The business community in China has become increasingly concerned recently about a potential credit squeeze in China. Traditionally, banks have tended to try to ensure that they have cash on hand at the end of the year to make their balance sheets look more presentable – a tradition known as “window dressing”. Window dressing reduces the availability of credit towards the end of the year and this has combined with other factors to create a credit squeeze in the mind of some over recent months.
The interest rate on seven day (very short term) bonds had climbed to 8.93% before the Central Bank acted to ease the credit fears with the injection of a relatively modest sum of $5 billion into the banking system. The move caused the interest on the seven day bonds to relax back to 6.56%.
The Chinese authorities have been concerned to avert a property bubble and one of the tools that they have been using is to change the level of liquidity that banks must hold, thereby choking off credit and, they hope, reining in property speculation which is driven by borrowed cash.

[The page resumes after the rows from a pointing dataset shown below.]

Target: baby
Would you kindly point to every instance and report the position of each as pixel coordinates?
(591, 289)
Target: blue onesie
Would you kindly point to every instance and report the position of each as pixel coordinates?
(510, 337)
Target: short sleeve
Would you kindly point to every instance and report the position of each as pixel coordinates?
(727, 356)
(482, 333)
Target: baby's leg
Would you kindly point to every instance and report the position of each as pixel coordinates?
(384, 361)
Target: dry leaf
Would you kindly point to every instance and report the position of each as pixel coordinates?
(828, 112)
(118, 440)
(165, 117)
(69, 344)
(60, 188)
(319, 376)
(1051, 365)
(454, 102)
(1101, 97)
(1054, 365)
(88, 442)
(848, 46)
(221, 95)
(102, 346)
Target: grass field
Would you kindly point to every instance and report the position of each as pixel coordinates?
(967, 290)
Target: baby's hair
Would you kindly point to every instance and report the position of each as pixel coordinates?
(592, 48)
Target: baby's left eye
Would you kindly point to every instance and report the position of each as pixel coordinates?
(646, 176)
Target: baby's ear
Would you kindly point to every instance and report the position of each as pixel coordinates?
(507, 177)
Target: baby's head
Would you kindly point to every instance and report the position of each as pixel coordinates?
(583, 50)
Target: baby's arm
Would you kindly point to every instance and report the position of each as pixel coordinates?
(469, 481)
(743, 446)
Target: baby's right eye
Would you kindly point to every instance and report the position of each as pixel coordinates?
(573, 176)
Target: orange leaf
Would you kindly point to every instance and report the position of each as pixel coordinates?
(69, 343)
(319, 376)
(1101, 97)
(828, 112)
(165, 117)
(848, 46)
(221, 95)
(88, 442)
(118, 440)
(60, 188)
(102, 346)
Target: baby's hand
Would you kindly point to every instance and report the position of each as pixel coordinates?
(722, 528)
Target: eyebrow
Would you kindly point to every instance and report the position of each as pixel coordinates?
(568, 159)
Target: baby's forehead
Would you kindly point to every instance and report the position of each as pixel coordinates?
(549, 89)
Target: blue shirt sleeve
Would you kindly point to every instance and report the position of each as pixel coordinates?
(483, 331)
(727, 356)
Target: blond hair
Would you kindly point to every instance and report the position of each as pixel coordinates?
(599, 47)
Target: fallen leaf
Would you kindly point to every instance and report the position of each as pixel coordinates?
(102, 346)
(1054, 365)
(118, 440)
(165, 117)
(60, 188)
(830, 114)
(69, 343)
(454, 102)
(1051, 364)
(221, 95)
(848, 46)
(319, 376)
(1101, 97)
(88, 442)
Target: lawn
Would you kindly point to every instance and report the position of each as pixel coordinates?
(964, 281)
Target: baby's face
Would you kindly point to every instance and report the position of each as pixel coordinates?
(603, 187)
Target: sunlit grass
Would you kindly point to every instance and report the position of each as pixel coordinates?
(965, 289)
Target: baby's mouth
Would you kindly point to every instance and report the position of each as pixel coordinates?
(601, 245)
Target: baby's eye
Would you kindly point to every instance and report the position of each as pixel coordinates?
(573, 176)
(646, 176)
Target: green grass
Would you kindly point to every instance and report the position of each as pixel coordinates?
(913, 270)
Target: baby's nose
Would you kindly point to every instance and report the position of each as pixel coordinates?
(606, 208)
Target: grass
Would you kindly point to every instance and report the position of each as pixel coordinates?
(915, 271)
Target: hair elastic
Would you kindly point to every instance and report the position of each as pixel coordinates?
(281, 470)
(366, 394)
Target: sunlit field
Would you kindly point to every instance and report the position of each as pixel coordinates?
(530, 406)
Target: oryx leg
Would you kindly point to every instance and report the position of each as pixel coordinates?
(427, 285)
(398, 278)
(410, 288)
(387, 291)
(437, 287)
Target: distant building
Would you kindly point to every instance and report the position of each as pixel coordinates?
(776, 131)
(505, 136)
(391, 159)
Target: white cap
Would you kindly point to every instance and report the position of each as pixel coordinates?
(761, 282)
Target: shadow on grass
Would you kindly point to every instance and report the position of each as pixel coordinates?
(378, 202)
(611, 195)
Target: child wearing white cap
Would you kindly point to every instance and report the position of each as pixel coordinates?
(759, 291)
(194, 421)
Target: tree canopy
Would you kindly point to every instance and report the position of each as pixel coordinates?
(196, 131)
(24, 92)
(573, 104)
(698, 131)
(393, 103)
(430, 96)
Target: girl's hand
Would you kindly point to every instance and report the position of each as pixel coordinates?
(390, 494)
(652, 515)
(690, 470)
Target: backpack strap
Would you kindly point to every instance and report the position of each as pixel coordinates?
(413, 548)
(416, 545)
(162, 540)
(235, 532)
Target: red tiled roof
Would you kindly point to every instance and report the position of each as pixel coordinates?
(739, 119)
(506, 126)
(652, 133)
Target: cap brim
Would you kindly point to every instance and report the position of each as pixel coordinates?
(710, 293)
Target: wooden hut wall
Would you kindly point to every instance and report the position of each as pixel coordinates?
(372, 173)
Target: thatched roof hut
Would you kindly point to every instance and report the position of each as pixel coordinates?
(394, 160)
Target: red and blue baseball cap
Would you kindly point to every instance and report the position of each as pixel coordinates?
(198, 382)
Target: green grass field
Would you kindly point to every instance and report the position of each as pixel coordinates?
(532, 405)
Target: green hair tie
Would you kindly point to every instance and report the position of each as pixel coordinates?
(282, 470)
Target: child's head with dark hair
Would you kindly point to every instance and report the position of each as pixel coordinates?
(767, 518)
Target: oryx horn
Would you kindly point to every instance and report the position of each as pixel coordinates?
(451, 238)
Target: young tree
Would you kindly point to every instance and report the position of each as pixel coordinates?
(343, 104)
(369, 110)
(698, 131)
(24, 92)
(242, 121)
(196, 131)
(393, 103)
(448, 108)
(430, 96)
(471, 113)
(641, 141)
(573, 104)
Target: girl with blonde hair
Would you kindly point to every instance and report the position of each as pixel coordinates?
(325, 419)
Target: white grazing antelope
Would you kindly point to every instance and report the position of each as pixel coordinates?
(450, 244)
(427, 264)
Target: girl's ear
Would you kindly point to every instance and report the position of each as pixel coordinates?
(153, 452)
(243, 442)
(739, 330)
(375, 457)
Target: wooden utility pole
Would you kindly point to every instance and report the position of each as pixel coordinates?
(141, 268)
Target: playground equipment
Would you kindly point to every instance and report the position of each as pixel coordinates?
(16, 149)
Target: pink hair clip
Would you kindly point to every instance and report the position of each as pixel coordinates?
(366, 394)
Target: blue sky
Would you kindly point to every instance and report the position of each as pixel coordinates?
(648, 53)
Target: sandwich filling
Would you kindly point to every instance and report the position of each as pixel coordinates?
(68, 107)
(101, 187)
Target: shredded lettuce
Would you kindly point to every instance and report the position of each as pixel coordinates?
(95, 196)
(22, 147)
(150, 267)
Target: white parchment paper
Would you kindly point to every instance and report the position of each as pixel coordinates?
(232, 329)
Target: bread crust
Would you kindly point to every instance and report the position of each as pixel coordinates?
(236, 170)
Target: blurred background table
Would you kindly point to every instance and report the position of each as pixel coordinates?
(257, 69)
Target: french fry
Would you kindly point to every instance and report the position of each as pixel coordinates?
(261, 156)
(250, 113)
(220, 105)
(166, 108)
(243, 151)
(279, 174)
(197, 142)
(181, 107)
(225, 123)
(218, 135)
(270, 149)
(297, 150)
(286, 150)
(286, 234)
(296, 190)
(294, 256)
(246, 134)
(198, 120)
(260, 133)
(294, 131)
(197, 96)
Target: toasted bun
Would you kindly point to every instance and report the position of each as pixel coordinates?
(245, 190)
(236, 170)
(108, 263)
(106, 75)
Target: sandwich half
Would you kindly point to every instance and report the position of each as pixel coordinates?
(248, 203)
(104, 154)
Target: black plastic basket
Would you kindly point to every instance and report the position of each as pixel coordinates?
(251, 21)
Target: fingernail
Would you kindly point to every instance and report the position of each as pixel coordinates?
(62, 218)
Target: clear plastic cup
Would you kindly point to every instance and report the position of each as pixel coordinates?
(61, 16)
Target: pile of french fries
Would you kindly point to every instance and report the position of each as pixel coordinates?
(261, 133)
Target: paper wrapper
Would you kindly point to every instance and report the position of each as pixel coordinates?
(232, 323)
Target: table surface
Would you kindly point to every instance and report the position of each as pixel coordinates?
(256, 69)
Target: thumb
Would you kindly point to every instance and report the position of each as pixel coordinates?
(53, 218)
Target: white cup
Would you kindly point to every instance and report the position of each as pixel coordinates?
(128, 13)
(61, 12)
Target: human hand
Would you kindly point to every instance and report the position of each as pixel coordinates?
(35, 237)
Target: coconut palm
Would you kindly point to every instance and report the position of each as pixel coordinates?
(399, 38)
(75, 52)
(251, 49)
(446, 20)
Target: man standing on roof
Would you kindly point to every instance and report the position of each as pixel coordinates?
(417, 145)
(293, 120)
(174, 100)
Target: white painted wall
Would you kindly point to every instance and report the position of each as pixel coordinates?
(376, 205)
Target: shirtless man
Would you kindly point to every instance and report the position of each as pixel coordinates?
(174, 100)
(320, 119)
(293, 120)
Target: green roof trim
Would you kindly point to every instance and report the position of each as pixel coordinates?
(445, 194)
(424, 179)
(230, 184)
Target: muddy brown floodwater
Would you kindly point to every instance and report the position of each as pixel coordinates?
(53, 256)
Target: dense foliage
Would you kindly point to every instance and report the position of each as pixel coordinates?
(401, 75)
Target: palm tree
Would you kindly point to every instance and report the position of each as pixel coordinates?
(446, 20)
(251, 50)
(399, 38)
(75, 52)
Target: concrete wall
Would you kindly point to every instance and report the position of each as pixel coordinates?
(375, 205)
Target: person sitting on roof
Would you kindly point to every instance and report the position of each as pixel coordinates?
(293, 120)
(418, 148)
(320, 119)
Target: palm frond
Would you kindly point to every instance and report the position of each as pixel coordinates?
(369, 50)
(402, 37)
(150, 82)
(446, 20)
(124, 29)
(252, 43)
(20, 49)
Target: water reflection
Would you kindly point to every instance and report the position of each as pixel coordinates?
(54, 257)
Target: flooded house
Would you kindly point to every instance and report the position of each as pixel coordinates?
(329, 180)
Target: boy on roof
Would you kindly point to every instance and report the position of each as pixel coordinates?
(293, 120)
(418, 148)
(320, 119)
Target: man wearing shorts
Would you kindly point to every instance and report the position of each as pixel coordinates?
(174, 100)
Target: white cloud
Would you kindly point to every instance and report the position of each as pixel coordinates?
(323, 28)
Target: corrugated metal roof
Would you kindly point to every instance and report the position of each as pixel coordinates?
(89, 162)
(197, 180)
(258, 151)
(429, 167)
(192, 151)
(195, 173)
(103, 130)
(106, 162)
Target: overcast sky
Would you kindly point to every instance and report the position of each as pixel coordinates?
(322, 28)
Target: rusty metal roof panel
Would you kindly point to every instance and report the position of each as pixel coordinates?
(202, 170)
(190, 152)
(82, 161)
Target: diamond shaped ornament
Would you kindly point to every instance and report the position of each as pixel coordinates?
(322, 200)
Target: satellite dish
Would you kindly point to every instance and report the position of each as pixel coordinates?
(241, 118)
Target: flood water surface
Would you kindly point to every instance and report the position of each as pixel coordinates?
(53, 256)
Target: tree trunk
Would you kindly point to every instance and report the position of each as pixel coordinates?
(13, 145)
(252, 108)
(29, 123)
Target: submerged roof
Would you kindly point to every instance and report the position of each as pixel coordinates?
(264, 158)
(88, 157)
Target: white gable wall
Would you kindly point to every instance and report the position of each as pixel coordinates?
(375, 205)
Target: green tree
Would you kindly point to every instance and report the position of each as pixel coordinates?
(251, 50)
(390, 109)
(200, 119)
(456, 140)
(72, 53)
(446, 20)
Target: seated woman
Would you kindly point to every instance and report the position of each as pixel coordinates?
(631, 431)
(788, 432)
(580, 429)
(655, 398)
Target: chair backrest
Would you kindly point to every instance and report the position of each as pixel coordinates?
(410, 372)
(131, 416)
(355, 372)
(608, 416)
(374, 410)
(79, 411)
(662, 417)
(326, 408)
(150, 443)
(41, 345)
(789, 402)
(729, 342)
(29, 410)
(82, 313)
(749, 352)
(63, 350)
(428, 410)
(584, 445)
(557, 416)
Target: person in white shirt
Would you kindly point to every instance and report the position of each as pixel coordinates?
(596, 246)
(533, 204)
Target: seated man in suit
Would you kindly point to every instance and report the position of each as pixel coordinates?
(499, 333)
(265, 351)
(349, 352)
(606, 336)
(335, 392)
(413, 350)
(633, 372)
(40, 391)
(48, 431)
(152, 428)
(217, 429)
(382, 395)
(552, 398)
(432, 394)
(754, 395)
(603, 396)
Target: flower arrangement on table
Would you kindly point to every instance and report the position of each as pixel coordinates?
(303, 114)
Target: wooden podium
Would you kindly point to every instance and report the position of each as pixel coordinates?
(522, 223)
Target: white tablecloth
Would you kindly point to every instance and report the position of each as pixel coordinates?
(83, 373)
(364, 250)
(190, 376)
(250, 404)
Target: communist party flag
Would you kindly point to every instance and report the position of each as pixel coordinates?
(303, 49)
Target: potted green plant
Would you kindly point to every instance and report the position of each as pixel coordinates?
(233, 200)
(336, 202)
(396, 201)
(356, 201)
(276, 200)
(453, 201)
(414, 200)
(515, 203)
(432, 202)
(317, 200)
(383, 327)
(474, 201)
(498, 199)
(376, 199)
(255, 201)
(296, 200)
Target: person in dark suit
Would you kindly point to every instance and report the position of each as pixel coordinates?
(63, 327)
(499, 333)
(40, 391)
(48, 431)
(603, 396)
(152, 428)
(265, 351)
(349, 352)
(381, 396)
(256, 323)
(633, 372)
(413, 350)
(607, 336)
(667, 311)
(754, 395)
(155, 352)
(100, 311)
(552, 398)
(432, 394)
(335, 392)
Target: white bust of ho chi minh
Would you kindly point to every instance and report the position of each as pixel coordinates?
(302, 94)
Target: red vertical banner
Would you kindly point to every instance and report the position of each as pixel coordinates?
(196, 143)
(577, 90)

Speaking to the BBC, market strategist Jeremy Stretch at CIBC said: "The banks are being forced to adapt to regulatory changes - so they are being forced to hold additional capital. Banks that have been used to operating on very easy and loose conditions are now finding that those conditions are starting tighten. Authorities are fearing that this is causing a scramble for cash and that is pushing up the rates and so they are being forced to inject some money into the system."
The Chinese face a dilemma since businesses need access to finance to be able to expand, pushing up growth, but the bursting of an over-inflated property bubble could have disastrous consequences as the Spanish and Irish people can tell you.